OPS format documentation?

  • Videogamer555
    14th Nov 2013 Member 0 Permalink
    What is the new OPS format? What is each header field in the file? As for the compressed data, after it is uncompressed, what is contained in each section of the data? Can someone post a reply to my thread, containing the full documentation of the OPS format you are using? And please don't direct me to read the source code. I suck at determining specs on a format when reading C or C++ code. I'm more used to a nice table or list layout like:
    Bytes 1 to 4 are this
    and Byte 5 is that,
    and Bytes 6 and 7 are the other thing.

    That's how I'm used to reading specs on a file format. So I hope there's some official format docs on TPT's OPS format, but I've not found any. In the event that no such docs exist, could someone who IS proficient at reading C and C++ code, read the portion of TPT's code pertaining to saves and stamps, and write up a nice table layout of the file format used by the OPS saves in the latest version of TPT. Something like the specs on the MS WAV audio file format at https://ccrma.stanford.edu/courses/422/projects/WaveFormat/

    where the format is spelled out in plain English.
    Edited 6 times by Videogamer555. Last: 14th Nov 2013
  • mniip
    14th Nov 2013 Developer 0 Permalink
  • Videogamer555
    14th Nov 2013 Member 0 Permalink
    How do I read this into an understandable format, for use in other programming languages? I happen to be using VB6. And I can't make heads or tails of the C++ code you posted. Giving up on the C++ code, I've decided to reverse engineer the structure of the file the way any good hacker would, through a hex editor, and knowing a bit about what kinds of data must be present in the save file.

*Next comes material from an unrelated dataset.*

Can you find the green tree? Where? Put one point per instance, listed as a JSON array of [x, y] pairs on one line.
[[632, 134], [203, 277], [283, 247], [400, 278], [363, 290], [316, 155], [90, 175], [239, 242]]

    I finally figured out (through looking at a hex editor) enough of the header to be able to get the uncompressed size of the compressed data, and then uncompress the data. But now looking at the uncompressed game data, I see this in my hex editor in the ascii text display:
    Åä...origin.‚....majorVersion.Y....minorVersion......buildNum......snapshotId......releaseType.....R..platform.....WIN32..builtType.....SSE2...waterEEnabled...legacyEnable...gravityEnable...aheat_enable...paused...gravityMode......airMode......parts.¶!..€.

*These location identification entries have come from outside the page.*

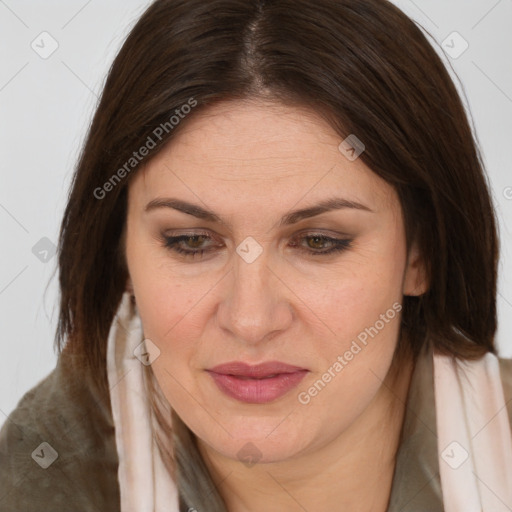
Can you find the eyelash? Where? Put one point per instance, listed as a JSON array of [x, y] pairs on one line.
[[338, 244]]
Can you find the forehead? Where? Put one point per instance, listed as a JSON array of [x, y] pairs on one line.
[[255, 149]]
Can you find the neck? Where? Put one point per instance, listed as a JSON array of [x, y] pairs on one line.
[[354, 472]]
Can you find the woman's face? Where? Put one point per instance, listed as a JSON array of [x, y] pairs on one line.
[[256, 272]]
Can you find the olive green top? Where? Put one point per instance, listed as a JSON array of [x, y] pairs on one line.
[[67, 411]]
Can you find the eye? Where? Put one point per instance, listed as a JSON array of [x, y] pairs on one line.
[[195, 245], [189, 244], [318, 244]]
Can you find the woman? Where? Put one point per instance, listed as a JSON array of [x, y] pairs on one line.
[[278, 278]]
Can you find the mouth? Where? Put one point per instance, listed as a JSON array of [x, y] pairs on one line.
[[256, 384]]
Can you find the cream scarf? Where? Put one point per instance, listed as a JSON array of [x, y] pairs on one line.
[[473, 431]]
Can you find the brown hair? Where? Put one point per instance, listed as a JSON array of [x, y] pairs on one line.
[[364, 66]]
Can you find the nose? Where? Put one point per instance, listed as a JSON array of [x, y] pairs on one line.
[[255, 306]]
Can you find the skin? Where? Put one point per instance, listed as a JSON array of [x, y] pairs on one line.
[[251, 162]]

    And this in the corresponding part of the hexadecimal display:
    C5 E4 0D 00 03 6F 72 69 67 69 6E 00 82 00 00 00 10 6D 61 6A 6F 72 56 65 72 73 69 6F 6E 00 59 00 00 00 10 6D 69 6E 6F 72 56 65 72 73 69 6F 6E 00 00 00 00 00 10 62 75 69 6C 64 4E 75 6D 00 13 01 00 00 10 73 6E 61 70 73 68 6F 74 49 64 00 00 00 00 00 02 72 65 6C 65 61 73 65 54 79 70 65 00 02 00 00 00 52 00 02 70 6C 61 74 66 6F 72 6D 00 06 00 00 00 57 49 4E 33 32 00 02 62 75 69 6C 74 54 79 70 65 00 05 00 00 00 53 53 45 32 00 00 08 77 61 74 65 72 45 45 6E 61 62 6C 65 64 00 00 08 6C 65 67 61 63 79 45 6E 61 62 6C 65 00 00 08 67 72 61 76 69 74 79 45 6E 61 62 6C 65 00 01 08 61 68 65 61 74 5F 65 6E 61 62 6C 65 00 00 08 70 61 75 73 65 64 00 01 10 67 72 61 76 69 74 79 4D 6F 64 65 00 00 00 00 00 10 61 69 72 4D 6F 64 65 00 00 00 00 00 05 70 61 72 74 73 00 B6 21 03 00 80 AD

    So far, what I gather is that the first 4 bytes is a long integer that is the size of the uncompressed data (a repeat of the last entry in the header of the file). The next byte is a mystery though. It has the value 0x03. Immediately after that is an ascii string. It would seem logical that the value preceading the string would be the length of the string. However this value would indicate a length of 3, but the string "origin" has a length of 6. And it's not just as simple as the stored value being half the actual string length. Other strings have no numerical corresponding at all. And what's stranger is after each ascii string there is some small ammount of binary data usually about 4 to 6 bytes in size. That is up until the point of the string "parts", after which there is a large array (I assume particle data), but in what format I have no clue.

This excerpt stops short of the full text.